My Javascript application is downloading quite a bit of data from the server and I was thinking that in addition to normal gzip that's done by the server, I can encode the data in some binary format rather than textual JSON.
Is there a standard way of doing this?
Ideally it should be some small tool that can take a JSON text file and convert it to a generic binary format and a small Javascript library which decodes it.

Also, is there something special that needs to be done in XHR to pass binary data?

Check out BSON

BSON, short for Binary JSON, is a binary-encoded serialization of JSON-like documents. Like JSON, BSON supports the embedding of documents and arrays within other documents and arrays. BSON also contains extensions that allow representation of data types that are not part of the JSON spec. For example, BSON has a Date type and a BinData type.

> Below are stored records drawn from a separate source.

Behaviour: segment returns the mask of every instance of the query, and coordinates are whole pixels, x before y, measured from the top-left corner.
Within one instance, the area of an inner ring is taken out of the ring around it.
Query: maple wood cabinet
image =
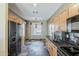
[[[75,4],[69,7],[69,17],[79,14],[79,5]]]
[[[13,21],[19,24],[23,23],[23,20],[21,18],[19,18],[18,16],[16,16],[12,11],[8,11],[8,20],[9,21]]]
[[[46,38],[46,46],[50,56],[57,56],[57,47],[48,38]]]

Find a good explanation here http://kaijaeger.com/articles/introducing-bison-binary-interchange-standard.html

If gzip doesn't compress well enough, chances are your binary format won't either, especially if you wan't to be able to decode it via javascript within a reasonable amount of time.

Remember that the unzipping when using gzip is done natively by the browser and is orders of magnitude faster than anything you can do in javascript.

If you feel that the JSON deserialization is too slow, because you are supporting older browsers like ie7 which doesn't decode JSON natively but depends on eval for the job, consider going away from JSON to a custom encoding based on string splitting, which is much much faster to deserialize.

For inspiration try to read this article:

http://code.flickr.com/blog/2009/03/18/building-fast-client-side-searches/

MongoDB is using something like that for their document-oriented storage. You can get more details directly on BSON website .
Unfortunately, BSON does not work with Javascript (as you can see from the implementation list ), so I think it is not a good answer to your question.

You could think about using Protocol Buffers ; it has a JS encoder/decoder , but it is still quite experimental.
You may try it - lots of times, experimental open source project are already good enough for usage in specific scenarios.

Note also that there is some questioning about BSON being more compact than JSON; the same could be true also for other protocols like protbuf - I would strongly suggest you doing some math and check it out if there are actual gains.